The result? Pauline entered the Humanities and Catholic Culture Program, and never looked back. The values she learned in her coursework would go on to influence her graduate studies and later work in architecture.

“HCC taught me to be a thoughtful, knowledgeable, spiritually conscious person, and gave me the opportunity to become more holy, more Catholic. I learned to engage all aspects of culture from a particular area, so when I went on to study architecture at Notre Dame, I had a better idea of the forces that influence our architecture.”

Pauline was invited to participate in a special program at the University of Notre Dame, getting two master’s degrees—one in architecture and one in urban design—in four years. She also interned with two architectural firms, one in Pittsburgh and the other as an Intern Fellow in Washington, D.C., and completed a summer program in landscape design.

“My internships were really rewarding; my first internship was in Pittsburgh, with an architect who encouraged me so much. I even designed a building that summer that was built in New York State.”

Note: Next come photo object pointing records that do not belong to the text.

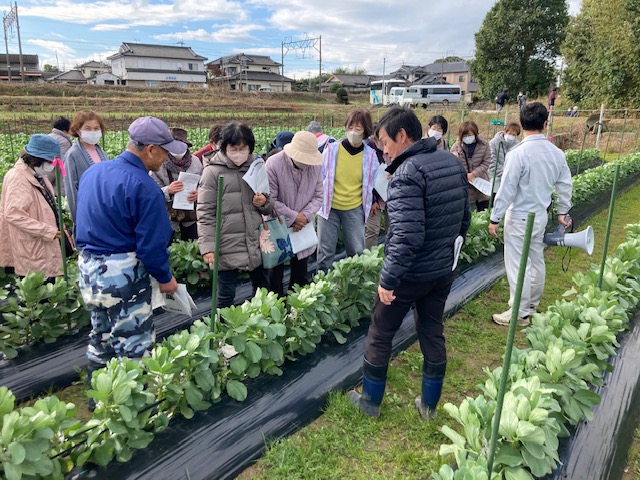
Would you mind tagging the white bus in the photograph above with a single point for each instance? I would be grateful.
(387, 97)
(424, 95)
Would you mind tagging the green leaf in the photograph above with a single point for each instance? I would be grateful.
(237, 390)
(253, 352)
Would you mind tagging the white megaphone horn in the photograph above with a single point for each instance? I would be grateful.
(583, 239)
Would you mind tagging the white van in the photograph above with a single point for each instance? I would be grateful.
(424, 95)
(395, 95)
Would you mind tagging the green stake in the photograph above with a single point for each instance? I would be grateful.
(216, 254)
(609, 222)
(512, 333)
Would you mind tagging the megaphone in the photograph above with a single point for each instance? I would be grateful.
(558, 238)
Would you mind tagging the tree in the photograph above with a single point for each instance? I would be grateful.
(601, 54)
(451, 58)
(517, 45)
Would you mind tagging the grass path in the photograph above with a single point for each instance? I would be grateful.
(343, 444)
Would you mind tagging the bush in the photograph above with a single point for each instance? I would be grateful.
(342, 96)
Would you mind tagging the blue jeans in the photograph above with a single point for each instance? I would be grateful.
(352, 224)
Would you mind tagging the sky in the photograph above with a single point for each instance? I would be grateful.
(377, 35)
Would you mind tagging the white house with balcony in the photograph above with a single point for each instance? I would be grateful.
(248, 73)
(144, 65)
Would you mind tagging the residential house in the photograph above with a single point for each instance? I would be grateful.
(92, 68)
(456, 73)
(144, 65)
(248, 73)
(70, 77)
(30, 65)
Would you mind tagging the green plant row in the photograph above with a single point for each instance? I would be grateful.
(550, 381)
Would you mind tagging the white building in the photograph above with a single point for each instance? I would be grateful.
(143, 65)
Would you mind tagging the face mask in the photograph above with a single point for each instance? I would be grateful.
(355, 138)
(435, 134)
(238, 158)
(45, 168)
(92, 138)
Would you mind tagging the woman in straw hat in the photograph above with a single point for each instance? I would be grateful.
(295, 182)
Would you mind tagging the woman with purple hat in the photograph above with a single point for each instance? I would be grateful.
(168, 180)
(28, 214)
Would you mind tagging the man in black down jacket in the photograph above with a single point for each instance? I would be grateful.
(428, 206)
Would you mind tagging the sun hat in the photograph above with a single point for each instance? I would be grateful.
(153, 131)
(43, 146)
(282, 138)
(182, 135)
(304, 149)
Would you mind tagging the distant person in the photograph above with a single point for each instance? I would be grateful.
(28, 212)
(531, 173)
(295, 182)
(242, 209)
(349, 171)
(60, 133)
(438, 127)
(502, 143)
(88, 127)
(474, 154)
(321, 137)
(182, 221)
(501, 100)
(213, 145)
(522, 101)
(552, 98)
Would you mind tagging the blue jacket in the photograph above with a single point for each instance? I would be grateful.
(428, 207)
(370, 166)
(121, 209)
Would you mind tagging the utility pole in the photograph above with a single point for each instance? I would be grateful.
(304, 44)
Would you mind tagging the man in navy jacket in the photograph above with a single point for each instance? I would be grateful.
(123, 231)
(428, 207)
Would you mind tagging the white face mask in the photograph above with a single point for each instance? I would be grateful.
(90, 137)
(238, 158)
(45, 168)
(435, 134)
(355, 138)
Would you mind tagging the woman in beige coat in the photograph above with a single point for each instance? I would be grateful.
(28, 223)
(475, 155)
(241, 213)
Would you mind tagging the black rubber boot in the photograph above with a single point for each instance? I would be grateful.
(374, 381)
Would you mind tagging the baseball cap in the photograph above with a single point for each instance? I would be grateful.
(153, 131)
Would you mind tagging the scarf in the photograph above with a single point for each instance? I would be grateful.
(176, 166)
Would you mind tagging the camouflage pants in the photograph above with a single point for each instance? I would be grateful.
(117, 292)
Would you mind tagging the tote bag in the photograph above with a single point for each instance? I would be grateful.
(275, 244)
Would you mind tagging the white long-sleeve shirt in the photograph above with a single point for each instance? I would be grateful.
(532, 169)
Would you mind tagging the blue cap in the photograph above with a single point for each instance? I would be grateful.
(43, 146)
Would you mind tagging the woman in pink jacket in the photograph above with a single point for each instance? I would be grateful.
(295, 182)
(28, 215)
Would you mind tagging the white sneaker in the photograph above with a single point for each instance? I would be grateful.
(504, 319)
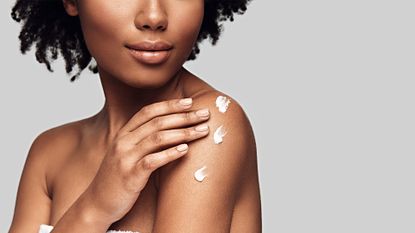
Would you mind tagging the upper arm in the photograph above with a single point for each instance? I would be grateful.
(32, 206)
(187, 205)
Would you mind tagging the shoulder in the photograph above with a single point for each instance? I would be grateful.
(56, 139)
(47, 147)
(210, 176)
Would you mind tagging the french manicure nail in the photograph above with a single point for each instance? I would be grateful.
(201, 128)
(186, 101)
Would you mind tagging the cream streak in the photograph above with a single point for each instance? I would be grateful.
(200, 174)
(220, 132)
(222, 103)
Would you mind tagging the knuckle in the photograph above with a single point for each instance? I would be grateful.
(188, 116)
(187, 133)
(171, 104)
(146, 111)
(120, 146)
(157, 138)
(158, 123)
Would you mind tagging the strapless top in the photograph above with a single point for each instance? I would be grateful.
(44, 228)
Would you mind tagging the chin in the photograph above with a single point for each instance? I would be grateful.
(148, 79)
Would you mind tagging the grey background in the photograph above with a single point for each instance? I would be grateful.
(327, 85)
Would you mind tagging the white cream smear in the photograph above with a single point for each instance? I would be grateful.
(220, 132)
(222, 103)
(200, 174)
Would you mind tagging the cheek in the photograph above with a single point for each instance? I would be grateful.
(102, 34)
(186, 26)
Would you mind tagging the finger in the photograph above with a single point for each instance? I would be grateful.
(153, 161)
(167, 122)
(148, 112)
(162, 139)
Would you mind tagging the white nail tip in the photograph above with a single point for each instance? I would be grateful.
(200, 174)
(220, 132)
(222, 103)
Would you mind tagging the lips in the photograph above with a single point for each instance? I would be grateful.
(150, 52)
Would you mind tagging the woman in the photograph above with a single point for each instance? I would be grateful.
(166, 153)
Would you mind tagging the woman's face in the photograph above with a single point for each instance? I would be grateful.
(112, 27)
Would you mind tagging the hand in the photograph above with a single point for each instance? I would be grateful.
(146, 142)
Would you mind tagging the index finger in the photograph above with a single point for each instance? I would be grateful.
(148, 112)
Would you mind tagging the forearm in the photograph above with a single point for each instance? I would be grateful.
(82, 217)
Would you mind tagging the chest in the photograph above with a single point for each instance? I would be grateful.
(71, 178)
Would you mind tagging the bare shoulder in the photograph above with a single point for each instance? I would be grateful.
(34, 200)
(56, 139)
(49, 146)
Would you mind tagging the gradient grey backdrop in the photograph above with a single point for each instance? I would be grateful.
(327, 85)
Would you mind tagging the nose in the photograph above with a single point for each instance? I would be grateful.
(151, 16)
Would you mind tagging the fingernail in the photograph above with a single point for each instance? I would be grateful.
(201, 128)
(186, 101)
(182, 147)
(203, 112)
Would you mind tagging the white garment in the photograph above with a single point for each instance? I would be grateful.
(44, 228)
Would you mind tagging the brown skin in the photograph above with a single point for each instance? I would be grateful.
(118, 169)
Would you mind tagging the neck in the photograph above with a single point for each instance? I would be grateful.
(123, 101)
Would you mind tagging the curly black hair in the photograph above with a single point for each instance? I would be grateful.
(46, 24)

Today, she is working with the Liturgical Institute in Mundelein, Illinois, which offers academic degrees and educational programs in liturgical studies, art, Catholic culture, and sacramental theology, as well as sacred architecture.

“Excellent Catholic architecture has the ability to operate on so many levels,” Pauline says. “It really is a support to Christian life. I’m grateful to be working at the Institute, where the deeper meaning of our words, arts, and actions is considered seriously, just as it was in the Humanities and Catholic Culture Program.”